Regular backups taken of gitlab-org/gitlab on production
Tracks progress for https://gitlab.com/gitlab-com/gitlab-OKRs/-/work_items/5227
Context
We are not currently using Gitaly's repository backups solution on gitlab.com due to scalability issues with large GitLab instances. As mentioned in the documentation:
The backup command produces a Git bundle for each repository and tars them all up. This duplicates pool repository data into every fork. In our testing, 100 GB of Git repositories took a little over 2 hours to back up and upload to S3. At around 400 GB of Git data, the backup command is likely not viable for regular backups. For more information, see alternative backup strategies.
This means backups of gitlab.com via this mechanism are untenable due to its large size.

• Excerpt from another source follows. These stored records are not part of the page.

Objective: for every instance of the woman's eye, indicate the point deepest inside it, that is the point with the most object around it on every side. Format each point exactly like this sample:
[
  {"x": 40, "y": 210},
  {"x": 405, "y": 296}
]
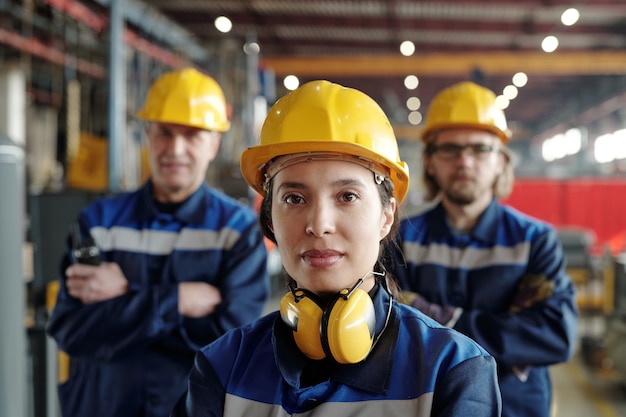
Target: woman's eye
[
  {"x": 348, "y": 197},
  {"x": 293, "y": 199}
]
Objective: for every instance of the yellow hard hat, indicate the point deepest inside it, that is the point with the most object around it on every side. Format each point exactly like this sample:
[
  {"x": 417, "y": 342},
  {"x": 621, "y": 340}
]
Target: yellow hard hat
[
  {"x": 321, "y": 116},
  {"x": 186, "y": 97},
  {"x": 466, "y": 104}
]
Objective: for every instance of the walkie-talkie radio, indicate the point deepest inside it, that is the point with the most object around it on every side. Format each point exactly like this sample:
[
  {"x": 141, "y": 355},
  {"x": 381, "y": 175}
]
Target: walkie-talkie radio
[{"x": 83, "y": 251}]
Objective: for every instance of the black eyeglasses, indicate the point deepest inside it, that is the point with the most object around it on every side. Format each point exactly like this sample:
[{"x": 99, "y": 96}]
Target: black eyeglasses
[{"x": 452, "y": 151}]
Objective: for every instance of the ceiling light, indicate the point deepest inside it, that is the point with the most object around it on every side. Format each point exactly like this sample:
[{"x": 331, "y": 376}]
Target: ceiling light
[
  {"x": 223, "y": 24},
  {"x": 415, "y": 118},
  {"x": 570, "y": 16},
  {"x": 251, "y": 48},
  {"x": 411, "y": 82},
  {"x": 520, "y": 79},
  {"x": 549, "y": 44},
  {"x": 291, "y": 82},
  {"x": 407, "y": 48},
  {"x": 413, "y": 103}
]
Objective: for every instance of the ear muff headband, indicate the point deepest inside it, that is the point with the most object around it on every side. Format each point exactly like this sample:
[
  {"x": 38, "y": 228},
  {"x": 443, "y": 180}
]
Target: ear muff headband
[
  {"x": 301, "y": 310},
  {"x": 344, "y": 330},
  {"x": 348, "y": 327}
]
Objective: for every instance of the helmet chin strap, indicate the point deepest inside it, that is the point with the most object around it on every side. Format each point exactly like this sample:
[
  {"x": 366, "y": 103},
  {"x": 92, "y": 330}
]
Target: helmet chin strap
[{"x": 293, "y": 284}]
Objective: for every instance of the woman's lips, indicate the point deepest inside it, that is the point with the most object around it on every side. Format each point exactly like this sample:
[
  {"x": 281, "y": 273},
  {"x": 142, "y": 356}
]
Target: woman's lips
[{"x": 321, "y": 258}]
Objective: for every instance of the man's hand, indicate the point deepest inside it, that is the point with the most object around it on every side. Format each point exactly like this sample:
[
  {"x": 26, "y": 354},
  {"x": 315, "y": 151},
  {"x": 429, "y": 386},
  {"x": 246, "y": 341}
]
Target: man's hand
[
  {"x": 91, "y": 284},
  {"x": 532, "y": 289},
  {"x": 197, "y": 299}
]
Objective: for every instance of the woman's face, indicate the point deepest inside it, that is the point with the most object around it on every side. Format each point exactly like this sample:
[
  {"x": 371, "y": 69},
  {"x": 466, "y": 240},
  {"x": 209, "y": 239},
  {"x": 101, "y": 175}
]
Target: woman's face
[{"x": 328, "y": 220}]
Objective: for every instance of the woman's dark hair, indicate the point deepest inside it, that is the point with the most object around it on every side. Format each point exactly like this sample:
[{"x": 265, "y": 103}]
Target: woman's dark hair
[{"x": 385, "y": 258}]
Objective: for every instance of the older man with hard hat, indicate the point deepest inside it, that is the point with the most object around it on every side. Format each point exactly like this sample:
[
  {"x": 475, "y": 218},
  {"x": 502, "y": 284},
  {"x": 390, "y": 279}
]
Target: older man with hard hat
[
  {"x": 182, "y": 263},
  {"x": 481, "y": 267}
]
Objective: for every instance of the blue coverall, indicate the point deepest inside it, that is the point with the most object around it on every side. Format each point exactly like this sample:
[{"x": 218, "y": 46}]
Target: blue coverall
[
  {"x": 417, "y": 368},
  {"x": 130, "y": 356},
  {"x": 481, "y": 273}
]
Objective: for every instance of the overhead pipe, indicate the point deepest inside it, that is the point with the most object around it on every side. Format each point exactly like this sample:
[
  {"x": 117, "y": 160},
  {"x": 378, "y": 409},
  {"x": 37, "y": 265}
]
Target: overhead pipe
[
  {"x": 117, "y": 102},
  {"x": 39, "y": 49}
]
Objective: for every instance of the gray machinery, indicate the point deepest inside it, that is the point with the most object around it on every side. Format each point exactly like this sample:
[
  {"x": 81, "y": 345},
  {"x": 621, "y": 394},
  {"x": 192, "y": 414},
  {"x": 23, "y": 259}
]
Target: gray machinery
[{"x": 13, "y": 365}]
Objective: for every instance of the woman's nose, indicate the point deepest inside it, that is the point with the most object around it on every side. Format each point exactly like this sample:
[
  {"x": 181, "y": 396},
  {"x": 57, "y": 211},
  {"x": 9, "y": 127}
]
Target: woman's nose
[{"x": 320, "y": 220}]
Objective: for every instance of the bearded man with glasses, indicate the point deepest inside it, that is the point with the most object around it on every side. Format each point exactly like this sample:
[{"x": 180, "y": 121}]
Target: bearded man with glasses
[{"x": 480, "y": 267}]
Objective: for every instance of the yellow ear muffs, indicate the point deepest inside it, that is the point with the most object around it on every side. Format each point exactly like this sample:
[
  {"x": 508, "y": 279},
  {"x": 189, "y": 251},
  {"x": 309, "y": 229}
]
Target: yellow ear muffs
[
  {"x": 348, "y": 326},
  {"x": 302, "y": 313}
]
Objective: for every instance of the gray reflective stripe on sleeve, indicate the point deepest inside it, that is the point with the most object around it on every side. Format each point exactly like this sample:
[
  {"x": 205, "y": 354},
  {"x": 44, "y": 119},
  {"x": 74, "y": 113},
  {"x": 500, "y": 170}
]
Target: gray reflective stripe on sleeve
[
  {"x": 418, "y": 407},
  {"x": 159, "y": 242},
  {"x": 457, "y": 257}
]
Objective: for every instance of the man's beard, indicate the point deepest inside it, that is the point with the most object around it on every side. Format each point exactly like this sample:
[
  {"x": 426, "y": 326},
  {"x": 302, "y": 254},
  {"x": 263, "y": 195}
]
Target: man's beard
[
  {"x": 461, "y": 198},
  {"x": 464, "y": 194}
]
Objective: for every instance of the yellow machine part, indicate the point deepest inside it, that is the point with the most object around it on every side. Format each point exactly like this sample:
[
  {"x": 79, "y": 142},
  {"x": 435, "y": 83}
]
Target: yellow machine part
[
  {"x": 63, "y": 360},
  {"x": 88, "y": 170}
]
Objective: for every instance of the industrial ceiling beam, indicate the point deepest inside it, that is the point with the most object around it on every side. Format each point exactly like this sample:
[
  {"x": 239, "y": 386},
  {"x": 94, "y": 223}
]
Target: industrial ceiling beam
[{"x": 453, "y": 64}]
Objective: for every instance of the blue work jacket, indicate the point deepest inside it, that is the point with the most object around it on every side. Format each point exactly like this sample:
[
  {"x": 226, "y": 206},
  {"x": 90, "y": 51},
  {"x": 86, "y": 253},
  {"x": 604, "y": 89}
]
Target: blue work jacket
[
  {"x": 130, "y": 356},
  {"x": 417, "y": 368},
  {"x": 481, "y": 273}
]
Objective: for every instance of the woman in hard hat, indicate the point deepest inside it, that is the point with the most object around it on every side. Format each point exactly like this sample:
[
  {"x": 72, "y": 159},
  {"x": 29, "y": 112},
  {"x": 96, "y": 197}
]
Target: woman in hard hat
[
  {"x": 328, "y": 168},
  {"x": 480, "y": 267},
  {"x": 181, "y": 264}
]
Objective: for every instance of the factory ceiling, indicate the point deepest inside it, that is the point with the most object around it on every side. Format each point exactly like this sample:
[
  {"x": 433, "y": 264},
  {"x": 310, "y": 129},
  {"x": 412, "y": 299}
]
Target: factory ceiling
[{"x": 356, "y": 43}]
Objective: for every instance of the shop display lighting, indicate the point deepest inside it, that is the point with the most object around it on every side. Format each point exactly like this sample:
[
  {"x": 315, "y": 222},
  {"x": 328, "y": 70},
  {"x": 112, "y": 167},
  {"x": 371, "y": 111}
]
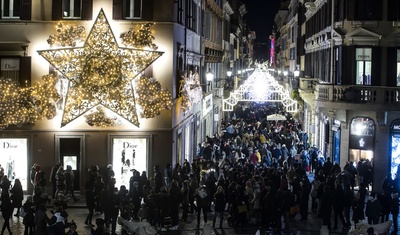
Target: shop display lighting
[{"x": 102, "y": 73}]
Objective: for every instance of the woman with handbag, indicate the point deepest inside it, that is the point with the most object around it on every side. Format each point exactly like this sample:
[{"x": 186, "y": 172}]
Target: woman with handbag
[
  {"x": 17, "y": 196},
  {"x": 219, "y": 200},
  {"x": 6, "y": 211}
]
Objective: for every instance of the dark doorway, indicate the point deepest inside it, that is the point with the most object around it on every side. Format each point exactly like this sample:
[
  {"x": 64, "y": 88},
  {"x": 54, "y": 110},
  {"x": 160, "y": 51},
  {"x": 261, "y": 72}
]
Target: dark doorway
[{"x": 70, "y": 154}]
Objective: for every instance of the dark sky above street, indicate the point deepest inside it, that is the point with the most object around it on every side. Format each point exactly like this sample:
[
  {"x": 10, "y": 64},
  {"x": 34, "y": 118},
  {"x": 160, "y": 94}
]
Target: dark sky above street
[{"x": 260, "y": 16}]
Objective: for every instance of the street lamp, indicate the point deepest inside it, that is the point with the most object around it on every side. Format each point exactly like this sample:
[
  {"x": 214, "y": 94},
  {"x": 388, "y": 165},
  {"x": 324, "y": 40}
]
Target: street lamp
[
  {"x": 229, "y": 74},
  {"x": 285, "y": 73},
  {"x": 209, "y": 77},
  {"x": 296, "y": 73}
]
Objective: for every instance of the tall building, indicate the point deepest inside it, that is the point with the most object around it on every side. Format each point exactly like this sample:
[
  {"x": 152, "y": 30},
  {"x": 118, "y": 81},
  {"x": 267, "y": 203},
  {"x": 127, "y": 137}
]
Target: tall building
[
  {"x": 347, "y": 52},
  {"x": 121, "y": 82}
]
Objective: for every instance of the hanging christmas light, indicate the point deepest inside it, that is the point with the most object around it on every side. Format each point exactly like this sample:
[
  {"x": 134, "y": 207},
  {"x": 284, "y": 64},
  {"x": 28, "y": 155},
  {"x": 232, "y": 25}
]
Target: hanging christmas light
[{"x": 101, "y": 72}]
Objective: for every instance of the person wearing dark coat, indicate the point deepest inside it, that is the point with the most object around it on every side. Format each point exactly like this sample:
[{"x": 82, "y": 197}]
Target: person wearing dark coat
[
  {"x": 201, "y": 198},
  {"x": 158, "y": 178},
  {"x": 29, "y": 218},
  {"x": 165, "y": 207},
  {"x": 175, "y": 195},
  {"x": 136, "y": 197},
  {"x": 338, "y": 204},
  {"x": 90, "y": 201},
  {"x": 17, "y": 196},
  {"x": 113, "y": 203},
  {"x": 185, "y": 200},
  {"x": 385, "y": 200},
  {"x": 327, "y": 167},
  {"x": 305, "y": 189},
  {"x": 394, "y": 209},
  {"x": 100, "y": 230},
  {"x": 6, "y": 211},
  {"x": 373, "y": 209},
  {"x": 219, "y": 201},
  {"x": 326, "y": 206}
]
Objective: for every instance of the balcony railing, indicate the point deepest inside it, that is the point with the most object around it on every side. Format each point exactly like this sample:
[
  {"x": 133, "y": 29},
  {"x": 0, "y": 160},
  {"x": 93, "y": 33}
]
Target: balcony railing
[
  {"x": 351, "y": 93},
  {"x": 358, "y": 94}
]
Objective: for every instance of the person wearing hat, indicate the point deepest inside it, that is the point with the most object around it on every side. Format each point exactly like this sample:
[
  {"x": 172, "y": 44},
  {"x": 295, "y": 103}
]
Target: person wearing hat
[{"x": 100, "y": 230}]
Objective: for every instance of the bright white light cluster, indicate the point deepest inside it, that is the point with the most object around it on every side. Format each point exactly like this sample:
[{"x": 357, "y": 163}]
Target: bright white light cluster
[{"x": 260, "y": 87}]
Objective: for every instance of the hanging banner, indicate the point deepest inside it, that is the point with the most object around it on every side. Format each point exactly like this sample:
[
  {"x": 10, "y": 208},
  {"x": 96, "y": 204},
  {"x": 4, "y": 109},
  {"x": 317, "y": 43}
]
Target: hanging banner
[
  {"x": 13, "y": 151},
  {"x": 128, "y": 154}
]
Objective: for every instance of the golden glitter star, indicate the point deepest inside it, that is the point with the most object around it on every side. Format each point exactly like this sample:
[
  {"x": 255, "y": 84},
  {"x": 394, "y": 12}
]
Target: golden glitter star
[{"x": 100, "y": 73}]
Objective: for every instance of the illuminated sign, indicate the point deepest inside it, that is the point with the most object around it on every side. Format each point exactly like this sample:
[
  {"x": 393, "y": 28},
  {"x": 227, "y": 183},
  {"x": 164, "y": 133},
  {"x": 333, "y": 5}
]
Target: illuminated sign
[
  {"x": 128, "y": 154},
  {"x": 13, "y": 151}
]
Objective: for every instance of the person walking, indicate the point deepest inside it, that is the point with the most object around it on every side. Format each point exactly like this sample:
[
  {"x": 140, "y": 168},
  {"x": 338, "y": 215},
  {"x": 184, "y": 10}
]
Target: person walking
[
  {"x": 338, "y": 204},
  {"x": 373, "y": 209},
  {"x": 29, "y": 218},
  {"x": 326, "y": 206},
  {"x": 395, "y": 212},
  {"x": 201, "y": 198},
  {"x": 90, "y": 201},
  {"x": 219, "y": 208},
  {"x": 53, "y": 180},
  {"x": 175, "y": 195},
  {"x": 185, "y": 200},
  {"x": 6, "y": 211},
  {"x": 60, "y": 180},
  {"x": 17, "y": 196},
  {"x": 69, "y": 183}
]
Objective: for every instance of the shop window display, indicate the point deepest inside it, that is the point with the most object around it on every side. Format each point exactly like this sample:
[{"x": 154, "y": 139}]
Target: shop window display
[
  {"x": 128, "y": 154},
  {"x": 12, "y": 151}
]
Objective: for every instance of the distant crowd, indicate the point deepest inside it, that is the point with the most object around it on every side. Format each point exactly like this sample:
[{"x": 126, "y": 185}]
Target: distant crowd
[{"x": 254, "y": 173}]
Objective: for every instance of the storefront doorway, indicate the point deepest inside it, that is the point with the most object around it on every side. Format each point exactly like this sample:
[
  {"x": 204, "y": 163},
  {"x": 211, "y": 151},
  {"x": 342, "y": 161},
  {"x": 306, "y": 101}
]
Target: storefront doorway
[
  {"x": 70, "y": 153},
  {"x": 14, "y": 151}
]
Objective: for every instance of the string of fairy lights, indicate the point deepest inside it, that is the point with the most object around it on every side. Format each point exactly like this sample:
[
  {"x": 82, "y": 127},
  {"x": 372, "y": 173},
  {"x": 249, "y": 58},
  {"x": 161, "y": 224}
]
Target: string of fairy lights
[
  {"x": 26, "y": 105},
  {"x": 101, "y": 81},
  {"x": 102, "y": 74}
]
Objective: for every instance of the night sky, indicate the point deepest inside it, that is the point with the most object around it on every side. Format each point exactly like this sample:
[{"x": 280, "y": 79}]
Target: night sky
[{"x": 260, "y": 17}]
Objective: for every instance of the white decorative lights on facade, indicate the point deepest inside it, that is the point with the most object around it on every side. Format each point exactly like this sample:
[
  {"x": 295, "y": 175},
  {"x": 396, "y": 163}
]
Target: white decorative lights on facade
[
  {"x": 102, "y": 73},
  {"x": 260, "y": 87}
]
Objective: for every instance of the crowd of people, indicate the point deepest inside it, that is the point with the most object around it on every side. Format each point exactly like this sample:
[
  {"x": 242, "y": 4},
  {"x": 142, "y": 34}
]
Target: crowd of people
[{"x": 255, "y": 173}]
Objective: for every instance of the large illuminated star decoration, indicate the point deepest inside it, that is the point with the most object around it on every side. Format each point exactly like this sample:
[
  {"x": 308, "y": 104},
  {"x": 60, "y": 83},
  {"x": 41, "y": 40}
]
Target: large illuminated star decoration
[{"x": 100, "y": 73}]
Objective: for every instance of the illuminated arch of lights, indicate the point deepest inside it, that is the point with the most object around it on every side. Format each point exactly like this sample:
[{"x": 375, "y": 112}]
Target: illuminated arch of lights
[{"x": 260, "y": 87}]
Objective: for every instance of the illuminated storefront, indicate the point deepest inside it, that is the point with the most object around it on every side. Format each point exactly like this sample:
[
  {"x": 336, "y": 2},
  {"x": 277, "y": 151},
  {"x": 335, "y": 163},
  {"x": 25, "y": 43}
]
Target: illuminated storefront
[
  {"x": 129, "y": 153},
  {"x": 394, "y": 150},
  {"x": 15, "y": 151},
  {"x": 362, "y": 139}
]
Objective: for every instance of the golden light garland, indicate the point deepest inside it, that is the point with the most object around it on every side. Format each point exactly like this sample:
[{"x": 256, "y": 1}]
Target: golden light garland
[
  {"x": 101, "y": 72},
  {"x": 190, "y": 91},
  {"x": 99, "y": 118},
  {"x": 27, "y": 105},
  {"x": 151, "y": 97}
]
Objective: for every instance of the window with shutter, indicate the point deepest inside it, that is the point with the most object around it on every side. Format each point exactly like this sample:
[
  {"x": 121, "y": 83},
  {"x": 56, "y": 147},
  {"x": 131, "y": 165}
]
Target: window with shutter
[
  {"x": 132, "y": 9},
  {"x": 72, "y": 9},
  {"x": 17, "y": 69},
  {"x": 10, "y": 9}
]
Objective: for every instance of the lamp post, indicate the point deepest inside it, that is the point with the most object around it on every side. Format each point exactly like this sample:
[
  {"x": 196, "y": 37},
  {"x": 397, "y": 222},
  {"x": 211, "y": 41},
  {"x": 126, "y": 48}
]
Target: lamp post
[
  {"x": 210, "y": 78},
  {"x": 229, "y": 80},
  {"x": 295, "y": 83}
]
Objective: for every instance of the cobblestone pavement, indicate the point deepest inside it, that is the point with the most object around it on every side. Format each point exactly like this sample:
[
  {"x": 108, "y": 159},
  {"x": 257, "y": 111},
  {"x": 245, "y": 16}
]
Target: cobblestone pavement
[{"x": 78, "y": 213}]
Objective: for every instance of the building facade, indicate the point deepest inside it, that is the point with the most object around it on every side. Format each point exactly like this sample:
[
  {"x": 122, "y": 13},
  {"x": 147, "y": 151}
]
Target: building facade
[
  {"x": 347, "y": 52},
  {"x": 186, "y": 38}
]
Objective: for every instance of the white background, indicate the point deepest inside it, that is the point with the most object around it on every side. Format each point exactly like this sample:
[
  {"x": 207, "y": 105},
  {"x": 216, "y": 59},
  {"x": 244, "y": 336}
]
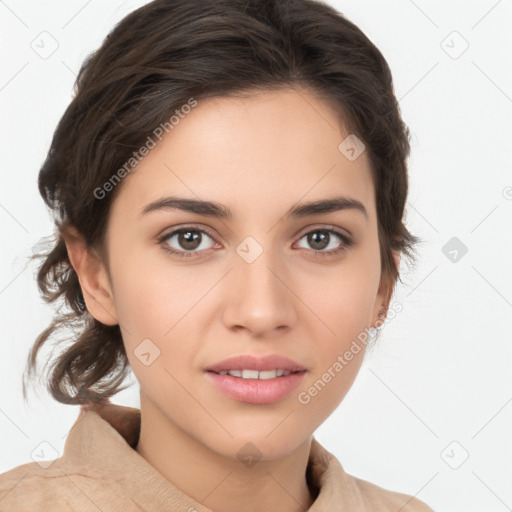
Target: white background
[{"x": 442, "y": 369}]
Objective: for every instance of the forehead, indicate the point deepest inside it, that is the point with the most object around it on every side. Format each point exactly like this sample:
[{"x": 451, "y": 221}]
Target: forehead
[{"x": 259, "y": 154}]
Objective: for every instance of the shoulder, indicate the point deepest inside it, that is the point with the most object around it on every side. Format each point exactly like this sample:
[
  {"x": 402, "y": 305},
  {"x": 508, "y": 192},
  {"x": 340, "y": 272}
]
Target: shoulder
[
  {"x": 385, "y": 500},
  {"x": 57, "y": 487}
]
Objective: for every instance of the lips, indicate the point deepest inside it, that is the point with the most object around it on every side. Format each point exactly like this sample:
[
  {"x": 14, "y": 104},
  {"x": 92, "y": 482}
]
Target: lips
[{"x": 260, "y": 364}]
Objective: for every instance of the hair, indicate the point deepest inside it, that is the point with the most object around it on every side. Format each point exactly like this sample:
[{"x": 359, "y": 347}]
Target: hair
[{"x": 149, "y": 65}]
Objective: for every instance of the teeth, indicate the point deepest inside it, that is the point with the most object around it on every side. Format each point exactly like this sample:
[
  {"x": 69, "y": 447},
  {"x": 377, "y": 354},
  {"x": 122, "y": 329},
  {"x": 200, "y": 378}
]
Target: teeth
[{"x": 255, "y": 374}]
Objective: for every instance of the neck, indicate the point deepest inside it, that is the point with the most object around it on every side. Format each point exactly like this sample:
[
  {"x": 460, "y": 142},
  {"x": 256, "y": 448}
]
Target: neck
[{"x": 217, "y": 481}]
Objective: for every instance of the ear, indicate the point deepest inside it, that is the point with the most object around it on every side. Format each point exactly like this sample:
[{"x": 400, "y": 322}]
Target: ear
[
  {"x": 93, "y": 277},
  {"x": 384, "y": 296}
]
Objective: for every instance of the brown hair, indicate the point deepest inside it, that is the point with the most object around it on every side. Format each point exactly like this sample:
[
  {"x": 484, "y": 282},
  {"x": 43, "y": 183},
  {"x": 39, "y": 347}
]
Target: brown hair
[{"x": 150, "y": 64}]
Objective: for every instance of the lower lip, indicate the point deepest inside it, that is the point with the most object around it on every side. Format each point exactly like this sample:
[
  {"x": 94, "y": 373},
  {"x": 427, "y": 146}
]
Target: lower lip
[{"x": 256, "y": 391}]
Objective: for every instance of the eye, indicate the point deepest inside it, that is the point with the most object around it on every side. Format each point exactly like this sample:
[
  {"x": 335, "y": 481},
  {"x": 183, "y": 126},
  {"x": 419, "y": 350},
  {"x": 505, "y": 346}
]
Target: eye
[
  {"x": 189, "y": 239},
  {"x": 320, "y": 239}
]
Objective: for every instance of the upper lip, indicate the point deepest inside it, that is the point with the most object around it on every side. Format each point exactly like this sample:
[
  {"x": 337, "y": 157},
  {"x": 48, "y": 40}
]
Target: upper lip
[{"x": 250, "y": 362}]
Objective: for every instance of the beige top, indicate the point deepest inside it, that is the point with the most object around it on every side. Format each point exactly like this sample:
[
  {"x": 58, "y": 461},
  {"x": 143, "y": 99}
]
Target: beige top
[{"x": 100, "y": 471}]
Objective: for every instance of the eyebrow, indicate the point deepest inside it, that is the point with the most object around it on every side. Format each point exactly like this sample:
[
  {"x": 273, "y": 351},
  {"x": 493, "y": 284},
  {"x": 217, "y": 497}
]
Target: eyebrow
[{"x": 219, "y": 211}]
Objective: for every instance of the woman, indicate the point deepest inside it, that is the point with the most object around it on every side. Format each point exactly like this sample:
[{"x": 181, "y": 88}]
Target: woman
[{"x": 228, "y": 186}]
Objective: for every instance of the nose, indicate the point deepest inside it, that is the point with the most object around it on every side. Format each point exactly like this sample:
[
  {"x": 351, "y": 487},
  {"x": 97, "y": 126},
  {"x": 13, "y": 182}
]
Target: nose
[{"x": 261, "y": 298}]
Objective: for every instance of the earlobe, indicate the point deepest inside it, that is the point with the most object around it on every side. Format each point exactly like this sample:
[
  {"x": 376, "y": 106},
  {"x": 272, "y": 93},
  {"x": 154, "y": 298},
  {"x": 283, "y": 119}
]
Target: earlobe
[
  {"x": 384, "y": 297},
  {"x": 93, "y": 278}
]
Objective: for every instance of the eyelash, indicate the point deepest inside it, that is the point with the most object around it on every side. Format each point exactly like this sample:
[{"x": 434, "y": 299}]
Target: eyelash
[{"x": 346, "y": 242}]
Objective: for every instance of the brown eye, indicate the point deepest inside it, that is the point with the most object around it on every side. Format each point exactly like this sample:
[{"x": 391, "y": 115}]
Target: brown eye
[
  {"x": 321, "y": 239},
  {"x": 187, "y": 241}
]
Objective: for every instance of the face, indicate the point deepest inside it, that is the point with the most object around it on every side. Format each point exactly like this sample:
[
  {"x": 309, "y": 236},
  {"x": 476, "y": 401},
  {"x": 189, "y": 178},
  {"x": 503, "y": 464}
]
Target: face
[{"x": 259, "y": 283}]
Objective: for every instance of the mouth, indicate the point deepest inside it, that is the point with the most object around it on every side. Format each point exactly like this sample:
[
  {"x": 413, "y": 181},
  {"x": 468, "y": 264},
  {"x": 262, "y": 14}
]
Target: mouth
[
  {"x": 257, "y": 375},
  {"x": 256, "y": 387}
]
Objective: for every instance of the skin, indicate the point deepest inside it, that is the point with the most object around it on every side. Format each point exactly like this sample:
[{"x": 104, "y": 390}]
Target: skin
[{"x": 259, "y": 156}]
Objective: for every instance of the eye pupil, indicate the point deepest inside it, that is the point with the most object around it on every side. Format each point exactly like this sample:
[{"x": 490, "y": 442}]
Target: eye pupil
[
  {"x": 188, "y": 239},
  {"x": 318, "y": 242}
]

Recently, server-side repository backups have been implemented, which stream repository bundles directly to object storage, avoiding a round-trip to the backup originator. This mechanism should eliminate the scalability limitation and allow for repositories in arbitrarily-sized GitLab instances to be efficiently backed up.
Additionally, server-side backups can be used in conjunction with incremental backups to further improve efficiency.
Proposal
In order to dogfood incremental server-side backups, we should enable the functionality on gitlab.com for the gitlab-org/gitlab
project. Once the dashboards are merged, we'll also be able to monitor the performance of the backups.
To set this up, we need to provision:
-
Object storage bucket -
A cronjob or similar to execute a direct repository backup